The Senate trial starts, ten minutes later it's over. Justice is served! Trump wins!

Okay, maybe it wouldn't be quite that bad. The good news is that, as the Constitution mandates, the presiding officer won't be a member of the Senate majority. The bad news is that it will be Supreme Court chief justice John Roberts.

Even if Roberts tries to make the process appear fair, he can be overruled by a simple majority of the rubber-stamp Senate:
Under the Senate manual’s rules for impeachment trials, the presiding officer — likely Roberts — would rule on all questions of evidence, but any senator could ask for a formal vote to appeal a decision. Under the Senate rules, it takes a majority to sustain or overrule a ruling from the presiding officer.

Democrats would need to persuade at least four Republicans to break with McConnell in order to bring in any witnesses or exhibits he decides to block.

That would mean winning over moderates like Sens. Lisa Murkowski (Alaska) and Susan Collins (Maine) or vulnerable senators in swing states, namely Sens. Cory Gardner (Colo.) and Martha McSally (Ariz.).
By all rights, Susan Collins should be listed as one of those vulnerable senators, although she seems to be covered in multiple coats of Teflon. Hell, Mitch McConnell, who has the highest disapproval rating of any senator in his or her home state, and who's up for reelection in 2020, ought to be at least slightly vulnerable, although he's from Kentucky, which will almost certainly reelect him.

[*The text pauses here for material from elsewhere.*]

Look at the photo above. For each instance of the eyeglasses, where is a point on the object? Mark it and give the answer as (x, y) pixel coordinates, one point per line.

But that's the point. Many Democrats don't want to impeach because they believe, correctly, that they can't possibly get a conviction in the Senate. But they can highlight the heavy-handed behavior of Mitch McConnell and the rest of his crew of lackeys, among whom are potentially vulnerable incumbents who'll have to run in a presidential election year in which the majority of Americans won't want the incumbent Republican president reelected. So maybe it would be good for Democrats if the American public gets to watch McConnell & Co. run an outrageous kangaroo-court proceeding.

This assumes, of course, that Democrats can frame the issue correctly -- they have to make the case that the charges against Trump require serious consideration, and that a procedure that's a mockery of justice is an outrage. I'm not sure Democrats have the messaging skills to pull that off. But if they can do it -- if they can highlight McConnell's efforts to quash evidence and prevent witnesses from testifying, all while zipping through the process and, probably, conducting it in the middle of the night or over a holiday weekend -- then maybe they can run on that injustice as much as on Trump's unfitness for office in 2020.